The rain falls, but Pistoli’s gouty foot no longer bothers him, his eyes no longer cast resentful looks at the mud, at wenches’ feet treading in it; he no longer hears ghosts in the attic as the rain rattles on the roof. Motionless, at peace and forgiven, he lies sprawled on the floorboards of his house. Someone has pinned a slip of paper onto his chest:
HERE LIES
PISTOLI FALSTAFF
unhappy in life, dead at pleasure’s peak
STRANGER, LEAVE HIM A LEAF
Kakuk and his wife kept the wake by the dead man’s side on the following night, and the next day the talk had it that around midnight Mr. Pistoli began to hum one of his songs, on his way out: first in the coffin, then outside the window, and later on the highway. They could even hear his footsteps. That night there was a wedding somewhere in the neighborhood and the groaning contrabass could be heard from afar. Could it be that Pistoli had rushed off to the feast?
This is how the noble squire departed from The Birches.
10. Pistoli’s Funeral
Anyone who thinks that Miss Maszkerádi failed to attend Mr. Pistoli’s funeral simply does not know this remarkable young lady. Yessir, off she went, having persuaded Eveline that they must not omit to pay their final respects.
“With any luck, we’ll get to see every scoundrel and loose hussy in this county assembled around their gang leader’s coffin. The local Falstaff, Pistoli, is dead. What hobo, tramp or callusheeled servant girl could stay away?”
Thus spoke Maszkerádi, putting over her face a dark veil that had formerly sheltered her tender complexion on an ocean cruise. Behind that veil she was free to shed a tear or smile and turn serious. Why should these villagers get to see the private thoughts of such a fine lady at the funeral of the black sheep?
The coffin was walnut wood, and only one man was sitting next to it.

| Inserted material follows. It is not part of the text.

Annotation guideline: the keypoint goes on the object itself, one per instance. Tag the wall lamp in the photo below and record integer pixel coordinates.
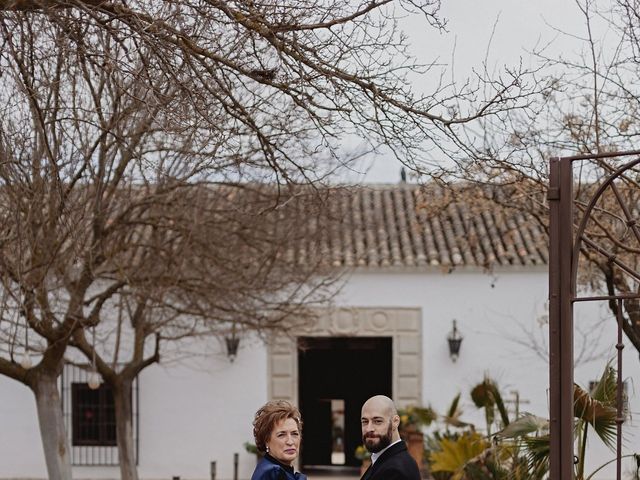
(232, 341)
(455, 340)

It was Kakuk, who had for the occasion replenished his impoverished wardrobe by consulting Pistoli’s closet. The oversize jacket and trousers hung rather loosely on the self- appointed heir. He had to stuff paper into the hat to make it fit. The bootlegs stuck out. His hands had to stay in the pockets of the pants (cut tight along traditional Hungarian lines).
Out in the courtyard the villagers stood about in solemn silence — as if Mr. Pistoli’s death had not yet been quite verified. Who knows, maybe this whole thing was an elaborate prank. Any moment he might screech and thump inside his coffin.